Who benefits the most from low interest rates? The highest earners..
the lowest earners still have to pay massive and extortionate interest rates. And those who can put by a bit of savings get penalised
Any Austrian economist will tell you that mass unemployment is simply a function of wage controls. Get rid of "minimum wage" laws, and unemployment will come down in a flash.
Of course, that would destroy Uncle Ben's "output gap" excuse to keep interest rates low.
Putting two and two together, it is likely that prices of goods consumed by wealthier Americans will begin to inflate, reaching bubble proportions. Then what will the Fed do? Let the bubble grow even further until it pops itself? Or raise rates and bring on the Greater Depression forthwith?
Central planning isn't so easy, is it Ben?
Then watch safety go out the window as those lower wages would come from entities willing to cut corners as well as wages. That's something that will happen no matter if you're in a First World, Second World, or Third World country.
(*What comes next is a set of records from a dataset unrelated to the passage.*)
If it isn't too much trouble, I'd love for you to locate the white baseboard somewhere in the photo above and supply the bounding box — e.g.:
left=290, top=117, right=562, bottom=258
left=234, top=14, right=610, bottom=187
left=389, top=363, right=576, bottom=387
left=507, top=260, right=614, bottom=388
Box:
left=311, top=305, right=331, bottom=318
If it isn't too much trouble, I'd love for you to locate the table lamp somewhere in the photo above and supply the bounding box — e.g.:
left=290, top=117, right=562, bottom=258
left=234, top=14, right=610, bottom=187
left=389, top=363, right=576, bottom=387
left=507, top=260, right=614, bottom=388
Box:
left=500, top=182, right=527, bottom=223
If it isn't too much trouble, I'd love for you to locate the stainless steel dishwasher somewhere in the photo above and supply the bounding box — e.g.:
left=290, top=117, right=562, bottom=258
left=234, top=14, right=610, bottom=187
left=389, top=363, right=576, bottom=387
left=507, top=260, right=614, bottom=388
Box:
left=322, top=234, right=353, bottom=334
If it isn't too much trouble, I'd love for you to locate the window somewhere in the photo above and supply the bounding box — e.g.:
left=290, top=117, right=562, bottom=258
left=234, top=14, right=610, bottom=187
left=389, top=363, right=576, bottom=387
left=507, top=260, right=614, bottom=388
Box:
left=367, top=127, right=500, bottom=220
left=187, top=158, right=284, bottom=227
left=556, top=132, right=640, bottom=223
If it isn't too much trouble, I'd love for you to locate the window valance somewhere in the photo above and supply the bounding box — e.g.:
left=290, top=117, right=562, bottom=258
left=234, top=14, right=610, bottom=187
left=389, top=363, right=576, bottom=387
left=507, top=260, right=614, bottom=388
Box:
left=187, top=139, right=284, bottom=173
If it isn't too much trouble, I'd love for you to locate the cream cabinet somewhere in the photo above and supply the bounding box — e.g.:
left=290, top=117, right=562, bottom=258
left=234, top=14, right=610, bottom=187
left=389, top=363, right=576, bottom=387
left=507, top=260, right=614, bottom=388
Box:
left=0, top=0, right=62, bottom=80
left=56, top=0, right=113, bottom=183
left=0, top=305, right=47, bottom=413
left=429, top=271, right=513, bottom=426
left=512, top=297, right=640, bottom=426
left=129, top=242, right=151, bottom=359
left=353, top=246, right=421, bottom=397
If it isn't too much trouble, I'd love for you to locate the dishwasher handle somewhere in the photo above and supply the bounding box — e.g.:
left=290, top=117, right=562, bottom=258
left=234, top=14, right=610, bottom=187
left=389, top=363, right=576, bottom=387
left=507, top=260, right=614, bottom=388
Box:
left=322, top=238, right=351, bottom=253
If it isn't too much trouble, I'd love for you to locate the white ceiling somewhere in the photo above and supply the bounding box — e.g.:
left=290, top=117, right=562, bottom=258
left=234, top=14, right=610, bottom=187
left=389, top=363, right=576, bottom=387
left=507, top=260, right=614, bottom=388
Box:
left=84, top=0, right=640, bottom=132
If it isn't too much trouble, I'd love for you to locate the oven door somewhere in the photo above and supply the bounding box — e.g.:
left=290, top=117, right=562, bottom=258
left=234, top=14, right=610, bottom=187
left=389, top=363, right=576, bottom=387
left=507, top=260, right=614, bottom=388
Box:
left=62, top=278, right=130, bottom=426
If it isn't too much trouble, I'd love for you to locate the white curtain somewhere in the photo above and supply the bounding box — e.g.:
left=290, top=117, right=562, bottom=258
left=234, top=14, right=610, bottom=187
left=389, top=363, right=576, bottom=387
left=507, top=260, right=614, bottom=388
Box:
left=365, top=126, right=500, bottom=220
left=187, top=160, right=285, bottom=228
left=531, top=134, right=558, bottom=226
The minimum wage isn't there to provide a living wage(and shouldn't be used to that end by raising it), but as a disincentive against mistreatment of those in the low-end of the labor market. That is, said low end is the set of people for which have only a Hobson's choice for work - where all the options have (nearly) the same opportunity costs & conditions.
Thank you for this response. Very eloquently put and certainly a valid and important point. Nice to hear the other side.
My only question would be the sustainability of a model where the subsidies supporting the unemployed are funded by a federal debt growing more than 20% per year for 2 years now. When the system breaks, the resulting poverty may or may not be worse than the mistreatment you refer to. In the end, are there any free lunches?
Of course there are free lunches!But they are reserved for the Banking sector and elements of the military-industrial complex.
And politicians, of course.
Free lunches are for well connected corporations, the poor just have to suck it up...and be compliant slaves.
How is this surprising?
Once again, the US has been investing on bettering its environment through matter use for decades now.
One consequence is that the labour output of certain jobs no longer afford to live on the US soil.
The environment is too good.
If a US road sweeper stated he wished he could live in Glencoe, US people would laugh at him. A road sweeper can clean roads in Glencoe, he cant live there. He cant own a house there.
On the global scale, the US is more and more the Glencoe, Weston, Wilton, Diamond Valley, Winnetkas... of the world.
Less and less, a person with a clerk work output can live in the US. Clerks will live elsewhere in the world.
This is the root of the crisis. Top earners are not in crisis as they are in their fitting environment. People who are in a crisis are people who no longer live in a fitting environment.
The whole question is to know how long the US can keep subsidizing these people to stay on the US soil or if they stay, offer them something else than a servant status or living in a ghetto behind a wall.